新入生たちと新しく授業に取り組んできた二週間。

三年前とは少し生徒の気質の変化があることを感じています。

「学力」とは無関係に…

一番、強く感じるのが、生徒のいわゆる偏差値のような「学力」とは無関係に、話合いに前向きに取り組もう姿勢が比較的多くみられることである。

ただし、その一方で決して話合いに対して前向きな気持ちを持っているわけではない。

姿勢としてはしっかりと取り組めるのに、気持ちとしては前向きではない。

この矛盾したような生徒の在り方が、どうも今年、受け入れた生徒たちの気質らしきものに見える。おそらく、小学校、中学校でもかなり色々な話合いの訓練を受けてきたのだろうと思う。生徒たちが中学校などで総合学習で何をやってきたのかということを尋ねると、なかなか高度なことまでやっている生徒が少なからずいる。

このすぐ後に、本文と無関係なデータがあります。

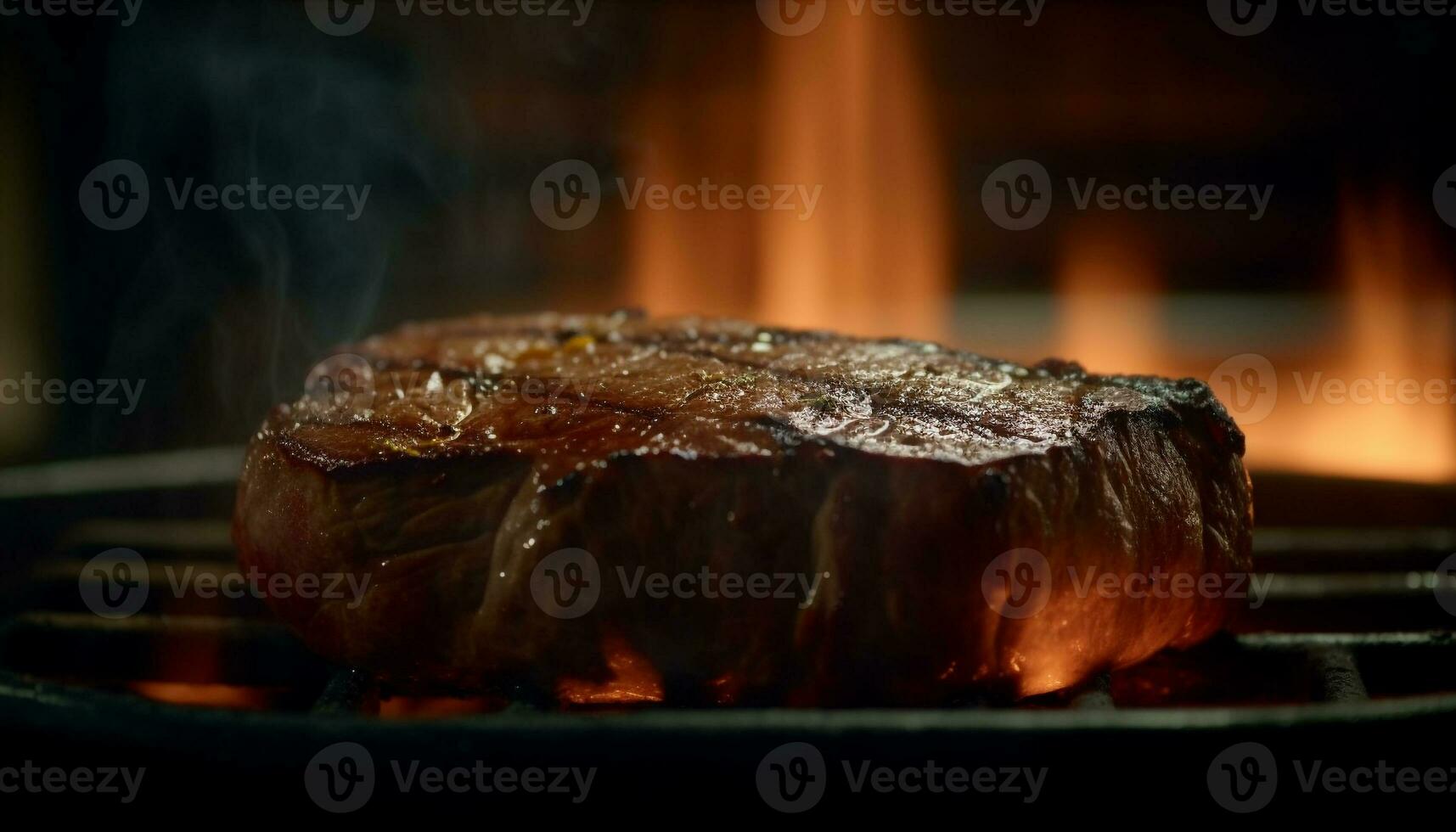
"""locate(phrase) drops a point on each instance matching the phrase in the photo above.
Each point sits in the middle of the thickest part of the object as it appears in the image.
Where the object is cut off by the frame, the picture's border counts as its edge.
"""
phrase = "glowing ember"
(633, 681)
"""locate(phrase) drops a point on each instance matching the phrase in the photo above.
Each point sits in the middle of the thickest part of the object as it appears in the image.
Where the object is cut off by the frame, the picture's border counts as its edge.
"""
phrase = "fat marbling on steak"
(880, 484)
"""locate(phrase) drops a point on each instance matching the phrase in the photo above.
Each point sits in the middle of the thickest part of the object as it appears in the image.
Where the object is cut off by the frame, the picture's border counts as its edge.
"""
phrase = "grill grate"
(1350, 636)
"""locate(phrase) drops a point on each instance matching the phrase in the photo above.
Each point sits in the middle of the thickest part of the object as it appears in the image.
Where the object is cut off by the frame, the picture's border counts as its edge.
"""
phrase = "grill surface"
(1350, 657)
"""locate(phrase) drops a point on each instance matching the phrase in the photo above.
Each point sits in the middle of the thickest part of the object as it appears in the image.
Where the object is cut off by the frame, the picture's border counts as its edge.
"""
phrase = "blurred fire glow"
(1395, 325)
(845, 108)
(849, 108)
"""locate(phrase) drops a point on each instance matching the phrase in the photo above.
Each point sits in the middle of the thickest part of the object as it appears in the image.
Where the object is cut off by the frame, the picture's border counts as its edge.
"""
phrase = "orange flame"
(843, 110)
(1395, 327)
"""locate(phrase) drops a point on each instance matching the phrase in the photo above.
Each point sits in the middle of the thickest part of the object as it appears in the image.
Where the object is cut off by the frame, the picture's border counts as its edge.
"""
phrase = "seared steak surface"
(877, 484)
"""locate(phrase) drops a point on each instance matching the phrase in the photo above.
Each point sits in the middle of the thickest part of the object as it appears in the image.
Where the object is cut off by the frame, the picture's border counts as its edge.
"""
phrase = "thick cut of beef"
(741, 513)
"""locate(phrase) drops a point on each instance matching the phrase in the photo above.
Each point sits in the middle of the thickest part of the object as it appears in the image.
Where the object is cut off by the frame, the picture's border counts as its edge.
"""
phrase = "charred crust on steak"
(899, 468)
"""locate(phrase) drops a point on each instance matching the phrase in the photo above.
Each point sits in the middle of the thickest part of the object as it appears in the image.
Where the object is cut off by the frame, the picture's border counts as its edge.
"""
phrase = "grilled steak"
(740, 513)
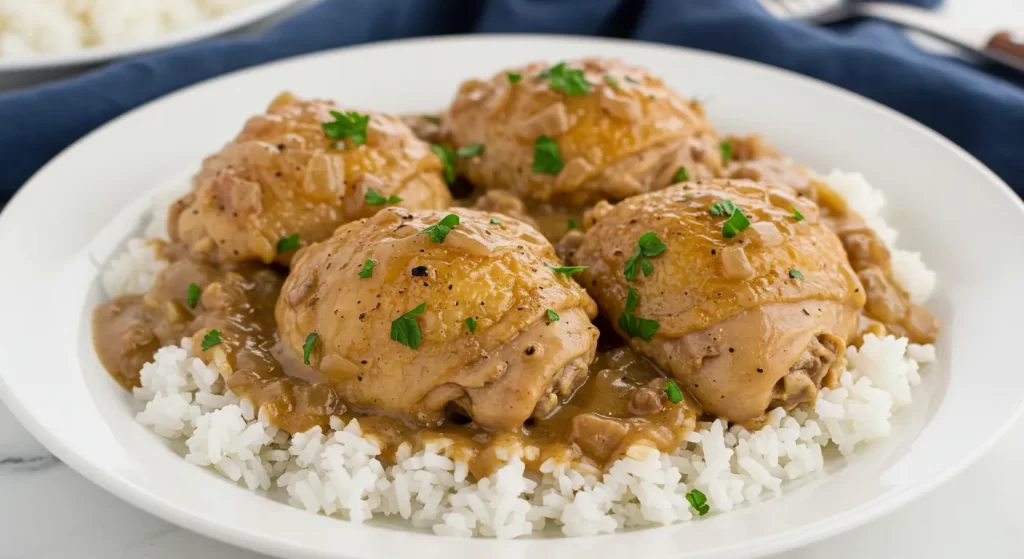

高校の中にいると、あまり中学校、小学校の動きが見えないでいるが、確実に取り組みが変化しているし、影響を与えているのだと思う。

話を元に戻そう。

色々な取り組みの結果、生徒は確かに話合いの姿勢は上手くなっているのだろう。しかし、決して前向きな気持ちにはなりきれていないということは注意しておかないといけないと思う。

対話的に学び「きく」力が育つ国語の授業 (国語教育選書)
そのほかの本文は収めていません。